Five attendees made it to the September meeting of the NH Ruby/Rails User Group, held as usual at the well-appointed RMC Research offices, though not on the usual third Tuesday. A round of introductions lead to some vigorous discussions, including how to broadcast and record meetings (perhaps a future meeting will be available via WebEx?), other computing organizations and conferences in the Granite State (GNHLUG, SwANH, the infoeXchange conference, NH High-Tech Council, etc.).
Nick Plante had some great stories about the Ruby Rampage, a 48-hour online programming contest he help run. A large number of teams competed and a fair number actually delivered working applications, some of them looking quite polished. There’s open voting on the most popular applications, and winners will walk away with a number of desirable prizes.

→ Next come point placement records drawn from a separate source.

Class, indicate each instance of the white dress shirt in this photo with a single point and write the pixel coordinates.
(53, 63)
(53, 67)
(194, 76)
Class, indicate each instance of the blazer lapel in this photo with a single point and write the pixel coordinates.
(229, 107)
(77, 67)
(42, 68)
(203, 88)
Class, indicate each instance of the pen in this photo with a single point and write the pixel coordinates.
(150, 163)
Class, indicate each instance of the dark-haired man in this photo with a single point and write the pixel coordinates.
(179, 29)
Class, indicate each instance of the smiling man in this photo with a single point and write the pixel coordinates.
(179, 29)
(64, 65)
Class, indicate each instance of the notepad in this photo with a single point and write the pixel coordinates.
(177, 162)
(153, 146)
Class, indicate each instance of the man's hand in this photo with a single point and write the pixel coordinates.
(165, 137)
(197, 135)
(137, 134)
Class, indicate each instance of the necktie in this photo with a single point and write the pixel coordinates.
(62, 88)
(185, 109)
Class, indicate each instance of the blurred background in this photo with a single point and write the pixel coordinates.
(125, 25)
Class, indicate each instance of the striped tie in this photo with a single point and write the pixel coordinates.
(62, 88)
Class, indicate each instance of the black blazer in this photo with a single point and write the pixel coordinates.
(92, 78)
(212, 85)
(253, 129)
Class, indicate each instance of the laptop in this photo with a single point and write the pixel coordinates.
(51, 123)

Nick’s also been tapped to do the closing presentation at Ruby East, where he will demonstrate some of the more popular applications. There are some great apps there, and some will be providing their source code, though not all. Check them out!
On to the main presentation: Scott and Nick had started a simple Ruby app for NHRuby members to be able to suggest future meeting topics and vote on them, giving the organizers some ideas on what to present next. Tonight, Scott presented the unit, functional and integration test frameworks built into Rails and/or available as add-ons. Nick showed the UI for the voting interface and dove deep into how the form functioned. There was a lot of discussion, with debates on where the boundaries are in unit vs. functional vs. integration, and how Javascript (via the Prototype libraries) can be integrated into the interface and how Rails allows graceful degradation on platforms with Javascript unavailable or disabled. Comparisons were made between the internal, programmer-centric tests provided by Rails and external tests a QA person might run with a tool like Selenium. Lots and lots of great ideas. In a future meeting, Scott and Nick will discuss the next step, deploying the application, perhaps using Vlad the Deployer (ow) and/or the new Capistrano 2.
Thanks to Scott for organizing the meeting, Tim of RMC for providing the meeting space, Scott and Nick for the presentation, Brian for mentioning Selenium and all for their attendance and participation!